Можаев: Я хочу извиниться за то, что вы тут видели. Это не предназначалось для просмотра, это домашнее видео, не очень приличное.

Гилёва: Да мы сейчас все объясним. Итак, рубрика «Коротенечко». Чтобы вы лучше представили, с кем имеете честь сегодня общаться. Где, когда и в какой семье вы родились?

Можаев: В советской семье 72-года в городе Химки.

Гилёва: Когда впервые познали вкус краеведения?

Можаев: Это долгая история.

Гилёва: Ну самый первый момент, который и определил ваше движение на этом поприще?

Можаев: Мне лет в восемь подарили книжку с картинками. Академик Лихачев хвастался, что он стал академиком Лихачевым, когда увидел церковь Успения на Покровке, ему тоже было лет восемь и это его так поразило. Наверное, у каждого краеведа есть свои заветные места. Меня больше всего поразила на Пушкинской площади церковь в Путинках, в детстве проезжал на автобусе и как-то вот сперло. Потом пошел в Гостиный двор, это когда стали отпускать из дому без провожатых, и мы ездили краеведить в Китай-город. А время было золотое, потому что нигде не было ни дверей, ни замков, и много чего интересного попадалось… Вы помните Гостиный двор?

Гилёва: Нет.

Можаев: Эх!

Гилёва: Какое у вас образование?

Можаев: Архитектурный институт.

Гилёва: Какими строительными и музыкальными инструментами владеете?

Можаев: Никакими. Я лидер рок-группы несуществующей.

Гилёва: Да!?

Можаев: Это тоже долгий разговор.

Гилёва: Ладно, мы к нему вернемся.

Гилёва: Любимые действия в реставраторской работе?

Можаев: Ковыряться. Ну реставраторская работа на девять десятых состоит из черчения — у меня с этим всегда было очень туго, кляксы и все дела. А предварительная — это когда реставратору дают объект и топор, и он его околачивает,
выявляет в нем строительные всякие дела — вот это счастье.

Гилёва: Первый журналистский текст. Причины его написания и тема?

Можаев: Витя П., художник и «Большого города», и «Нового очевидца», мы с ним спивались вместе, еще лет пятнадцать назад, потом его выгнали из института, забрали в армию, он пропал куда-то, а потом вдруг вышел в люди неожиданно. И он просто нас призвал в свое время, когда стал человеком.
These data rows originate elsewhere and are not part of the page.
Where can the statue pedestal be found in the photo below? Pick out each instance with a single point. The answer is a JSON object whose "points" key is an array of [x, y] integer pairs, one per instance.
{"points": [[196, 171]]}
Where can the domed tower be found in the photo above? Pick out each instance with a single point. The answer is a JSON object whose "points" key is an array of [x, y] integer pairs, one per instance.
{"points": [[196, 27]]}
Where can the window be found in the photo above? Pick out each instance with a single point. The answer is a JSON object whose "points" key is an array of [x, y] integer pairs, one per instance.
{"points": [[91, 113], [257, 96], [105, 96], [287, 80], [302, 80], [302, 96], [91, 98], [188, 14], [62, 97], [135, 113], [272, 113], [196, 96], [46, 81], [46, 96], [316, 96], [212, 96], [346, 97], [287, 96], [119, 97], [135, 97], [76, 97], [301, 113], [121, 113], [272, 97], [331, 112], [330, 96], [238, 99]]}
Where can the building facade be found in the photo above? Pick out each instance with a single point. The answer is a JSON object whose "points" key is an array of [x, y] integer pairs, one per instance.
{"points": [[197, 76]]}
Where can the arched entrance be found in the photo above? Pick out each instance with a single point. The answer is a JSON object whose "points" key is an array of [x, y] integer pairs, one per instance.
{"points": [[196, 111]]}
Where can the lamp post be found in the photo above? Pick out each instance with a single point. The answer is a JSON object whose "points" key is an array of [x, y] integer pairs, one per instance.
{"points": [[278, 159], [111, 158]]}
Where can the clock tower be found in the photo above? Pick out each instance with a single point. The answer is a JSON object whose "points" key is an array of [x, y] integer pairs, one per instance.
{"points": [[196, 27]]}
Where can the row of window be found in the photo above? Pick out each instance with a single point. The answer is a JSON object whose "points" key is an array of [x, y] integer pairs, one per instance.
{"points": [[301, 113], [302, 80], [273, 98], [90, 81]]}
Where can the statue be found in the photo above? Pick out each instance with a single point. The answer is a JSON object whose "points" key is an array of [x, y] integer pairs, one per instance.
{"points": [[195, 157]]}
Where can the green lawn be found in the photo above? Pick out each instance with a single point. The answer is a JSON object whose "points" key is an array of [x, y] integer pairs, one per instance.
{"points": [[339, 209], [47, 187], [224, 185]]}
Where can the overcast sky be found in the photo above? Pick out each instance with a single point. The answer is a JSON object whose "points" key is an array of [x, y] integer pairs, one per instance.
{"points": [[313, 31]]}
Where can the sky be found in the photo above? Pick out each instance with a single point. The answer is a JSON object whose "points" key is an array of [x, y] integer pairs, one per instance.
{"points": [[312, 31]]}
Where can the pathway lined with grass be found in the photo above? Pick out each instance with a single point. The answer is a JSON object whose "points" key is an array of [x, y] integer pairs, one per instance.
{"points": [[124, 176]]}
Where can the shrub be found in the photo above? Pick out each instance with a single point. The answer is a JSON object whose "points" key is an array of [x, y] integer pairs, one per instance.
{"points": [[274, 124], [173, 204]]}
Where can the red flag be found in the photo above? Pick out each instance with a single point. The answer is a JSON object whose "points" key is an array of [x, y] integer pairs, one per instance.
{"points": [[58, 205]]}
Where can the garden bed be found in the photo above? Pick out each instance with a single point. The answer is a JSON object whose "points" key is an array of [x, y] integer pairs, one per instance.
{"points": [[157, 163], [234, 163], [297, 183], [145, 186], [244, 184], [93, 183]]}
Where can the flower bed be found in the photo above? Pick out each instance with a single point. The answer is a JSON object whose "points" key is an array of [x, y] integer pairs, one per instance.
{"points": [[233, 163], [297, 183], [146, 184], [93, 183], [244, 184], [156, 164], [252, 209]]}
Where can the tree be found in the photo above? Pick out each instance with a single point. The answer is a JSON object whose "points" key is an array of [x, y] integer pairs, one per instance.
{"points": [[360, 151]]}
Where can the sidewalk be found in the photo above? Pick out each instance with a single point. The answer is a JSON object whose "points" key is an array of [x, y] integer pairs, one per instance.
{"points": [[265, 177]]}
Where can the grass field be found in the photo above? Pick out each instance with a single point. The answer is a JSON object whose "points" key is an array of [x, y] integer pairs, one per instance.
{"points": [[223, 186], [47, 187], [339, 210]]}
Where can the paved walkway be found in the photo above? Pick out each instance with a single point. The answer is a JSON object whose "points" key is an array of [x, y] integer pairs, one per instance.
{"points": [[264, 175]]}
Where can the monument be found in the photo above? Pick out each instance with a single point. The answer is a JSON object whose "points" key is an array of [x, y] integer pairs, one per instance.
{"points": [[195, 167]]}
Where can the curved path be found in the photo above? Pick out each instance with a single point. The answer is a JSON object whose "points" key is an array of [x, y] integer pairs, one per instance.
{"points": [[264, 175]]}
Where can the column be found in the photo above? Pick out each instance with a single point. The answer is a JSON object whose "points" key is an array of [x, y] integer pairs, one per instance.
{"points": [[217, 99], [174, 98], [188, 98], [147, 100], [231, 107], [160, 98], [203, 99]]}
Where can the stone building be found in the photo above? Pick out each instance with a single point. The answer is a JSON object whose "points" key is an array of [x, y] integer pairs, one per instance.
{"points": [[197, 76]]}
Гилёва: В учебнике по журналистике есть такой пример. Говорят, что Юрий Олеша, посмотрев однажды на шпроты в открытой банке, воскликнул: «Хор Пятницкого!». Это как пример удачного образа. А на ваш собственный взгляд, ваш самый удачный образ по отношению к Москве?
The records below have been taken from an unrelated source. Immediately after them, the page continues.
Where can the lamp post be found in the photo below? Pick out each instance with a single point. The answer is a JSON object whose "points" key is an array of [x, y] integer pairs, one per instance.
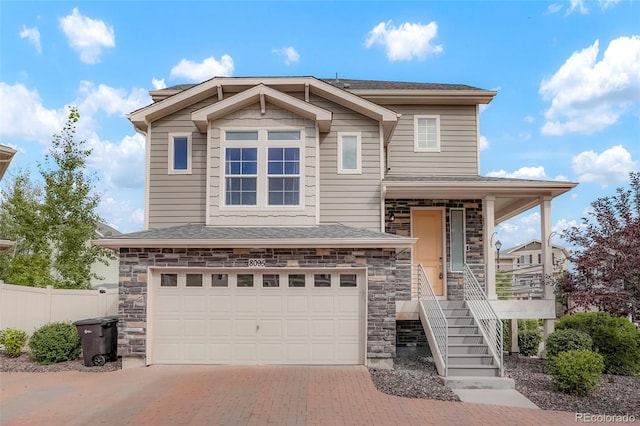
{"points": [[498, 247]]}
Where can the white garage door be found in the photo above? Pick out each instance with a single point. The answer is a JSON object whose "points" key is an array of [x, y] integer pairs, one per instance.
{"points": [[248, 317]]}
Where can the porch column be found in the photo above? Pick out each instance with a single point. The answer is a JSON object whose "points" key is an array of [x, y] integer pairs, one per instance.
{"points": [[547, 261], [488, 210]]}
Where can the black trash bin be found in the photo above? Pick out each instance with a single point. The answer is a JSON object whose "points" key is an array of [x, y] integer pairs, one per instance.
{"points": [[99, 339]]}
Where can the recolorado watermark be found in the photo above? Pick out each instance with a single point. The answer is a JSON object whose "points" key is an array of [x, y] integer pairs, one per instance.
{"points": [[605, 418]]}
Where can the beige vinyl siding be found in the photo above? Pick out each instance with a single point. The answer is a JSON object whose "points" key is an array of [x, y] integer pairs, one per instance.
{"points": [[177, 199], [351, 199], [275, 118], [458, 142]]}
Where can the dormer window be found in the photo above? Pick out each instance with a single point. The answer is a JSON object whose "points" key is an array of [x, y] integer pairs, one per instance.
{"points": [[426, 133], [179, 153]]}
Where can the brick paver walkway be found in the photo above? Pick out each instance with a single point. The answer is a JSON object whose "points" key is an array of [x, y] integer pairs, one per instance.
{"points": [[231, 395]]}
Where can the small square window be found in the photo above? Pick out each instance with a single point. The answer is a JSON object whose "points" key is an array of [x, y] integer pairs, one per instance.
{"points": [[348, 280], [194, 280], [270, 280], [219, 280], [168, 280], [245, 280], [296, 280], [322, 280]]}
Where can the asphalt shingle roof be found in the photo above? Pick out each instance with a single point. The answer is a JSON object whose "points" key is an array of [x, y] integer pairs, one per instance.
{"points": [[202, 232]]}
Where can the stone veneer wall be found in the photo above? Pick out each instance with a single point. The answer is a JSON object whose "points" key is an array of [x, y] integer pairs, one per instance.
{"points": [[381, 294], [474, 238]]}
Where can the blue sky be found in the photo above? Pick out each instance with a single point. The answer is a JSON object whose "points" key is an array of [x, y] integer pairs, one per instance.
{"points": [[567, 75]]}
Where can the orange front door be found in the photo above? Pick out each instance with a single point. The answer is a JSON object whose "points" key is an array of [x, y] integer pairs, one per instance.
{"points": [[426, 226]]}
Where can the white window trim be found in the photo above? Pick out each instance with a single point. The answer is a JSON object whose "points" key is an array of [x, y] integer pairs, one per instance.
{"points": [[262, 178], [464, 242], [416, 148], [358, 169], [171, 169]]}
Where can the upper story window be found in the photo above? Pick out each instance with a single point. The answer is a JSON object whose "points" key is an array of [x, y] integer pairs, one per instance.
{"points": [[263, 168], [179, 153], [426, 133], [349, 153]]}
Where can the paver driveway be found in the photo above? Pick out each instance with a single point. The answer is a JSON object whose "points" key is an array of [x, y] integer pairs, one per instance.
{"points": [[231, 395]]}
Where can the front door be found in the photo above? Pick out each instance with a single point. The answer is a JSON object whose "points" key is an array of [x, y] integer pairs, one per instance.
{"points": [[426, 226]]}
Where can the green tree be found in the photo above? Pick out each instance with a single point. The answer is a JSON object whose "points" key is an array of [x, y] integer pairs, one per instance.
{"points": [[53, 225]]}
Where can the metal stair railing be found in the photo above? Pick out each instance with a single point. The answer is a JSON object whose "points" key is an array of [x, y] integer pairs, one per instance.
{"points": [[485, 316], [436, 320]]}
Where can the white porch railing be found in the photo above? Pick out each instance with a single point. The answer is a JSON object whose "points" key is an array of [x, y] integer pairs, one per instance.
{"points": [[485, 316], [436, 321]]}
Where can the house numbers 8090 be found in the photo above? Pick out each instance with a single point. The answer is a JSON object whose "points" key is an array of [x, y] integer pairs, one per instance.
{"points": [[257, 263]]}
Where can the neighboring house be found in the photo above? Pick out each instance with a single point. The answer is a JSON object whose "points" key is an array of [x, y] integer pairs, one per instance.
{"points": [[524, 264], [285, 216], [109, 273], [6, 155]]}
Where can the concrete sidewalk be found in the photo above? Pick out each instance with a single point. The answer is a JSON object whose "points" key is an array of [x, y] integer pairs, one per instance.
{"points": [[232, 395]]}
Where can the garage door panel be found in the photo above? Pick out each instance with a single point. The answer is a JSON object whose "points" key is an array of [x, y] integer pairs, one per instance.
{"points": [[255, 325], [220, 328], [271, 304], [220, 303]]}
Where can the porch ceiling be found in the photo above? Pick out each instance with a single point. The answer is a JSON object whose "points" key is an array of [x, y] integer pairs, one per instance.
{"points": [[512, 196]]}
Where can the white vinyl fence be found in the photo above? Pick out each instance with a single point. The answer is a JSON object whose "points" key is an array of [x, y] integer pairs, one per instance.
{"points": [[28, 308]]}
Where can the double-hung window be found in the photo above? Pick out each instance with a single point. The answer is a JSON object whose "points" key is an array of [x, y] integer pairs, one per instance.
{"points": [[263, 168], [426, 133], [179, 153]]}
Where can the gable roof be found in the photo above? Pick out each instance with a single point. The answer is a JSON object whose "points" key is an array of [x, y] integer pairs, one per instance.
{"points": [[198, 235], [6, 154], [222, 87]]}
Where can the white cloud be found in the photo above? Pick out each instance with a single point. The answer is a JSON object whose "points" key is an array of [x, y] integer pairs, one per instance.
{"points": [[22, 115], [204, 70], [87, 36], [577, 5], [408, 41], [33, 35], [484, 143], [128, 170], [589, 95], [289, 53], [609, 167], [158, 83]]}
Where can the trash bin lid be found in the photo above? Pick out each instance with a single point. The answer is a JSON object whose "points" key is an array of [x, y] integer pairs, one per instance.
{"points": [[96, 321]]}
Можаев: Нет, не помню, столько всего было.

Гилёва: Ладно, может по ходу родится. Самая любимая радиостанция?

Можаев: А я не слушаю музыку и не смотрю телевизор. Так получилось.

Гилёва: Это принципиальная позиция?

Можаев: Я живу в лесу и там ничего этого нет.

Гилёва: А музыкальные пристрастия какие?

Можаев: Широкие.

Гилёва: Музыка, без которой не можете жить?

Можаев: Господи!... Не могу назвать.

Гилёва: К музыке мы еще вернемся, это я обещаю. Самое большое личное потрясение?

Можаев: Меня укусила бешеная собака и мне теперь пить нельзя полгода. Я три месяца это тяжело переживаю.

Гилёва: А есть что любите, наверное же как-то это возмещаете?

Можаев: Возмещать совершенно нечем. Я уже испробовал все, и ничто не…

Паперная: А вы уточнили про собаку?

Можаев: Нет, а это же не уточняется. Т.е. они говорят: может, она не бешеная, а может, вы помрете через месяц. Они делают укол, сыворотку, приготовленную из пророщенной печени бешеных сирийских хомячков, там на ней написано.

Гилёва: А чего вам в жизни не хватает?

Можаев: Я пять лет не был в отпуске. Лета мне не хватает.

Гилёва: Вам в Москве удавалось заблудиться?

Можаев: Ну да, бывает. Москва же такая.

Гилёва: Фраза, которая определяет ваше сегодняшнее мироощущение.

Можаев: Мне не очень хорошо. У меня уже вторую неделю чахоточная температура 37 и 3 и я вообще плохо понимаю, что происходит.

Гилёва: Тогда мы переходим к вашей теме краеведческой, где вы все понимаете и вы все нам расскажете…

Можаев: По привычке.

ТЕМА

Гилёва: Тема у нас сегодня «Пафос и лирика Москвы, которая исчезает». И есть еще одно название — «Будни и праздники краеведа», зеркальное отражение. Ведь для краеведа, как я понимаю, лирика — это праздник, а будни — это когда приходится за эту самую Москву, которая исчезает, сражаться. Давайте сначала с терминами разберемся. Для самопровозглашенного краеведа что такое краеведение — форма досуга, профессиональная деятельность?

Можаев: Слово «самопровозглашенный» вы где-то прочитали?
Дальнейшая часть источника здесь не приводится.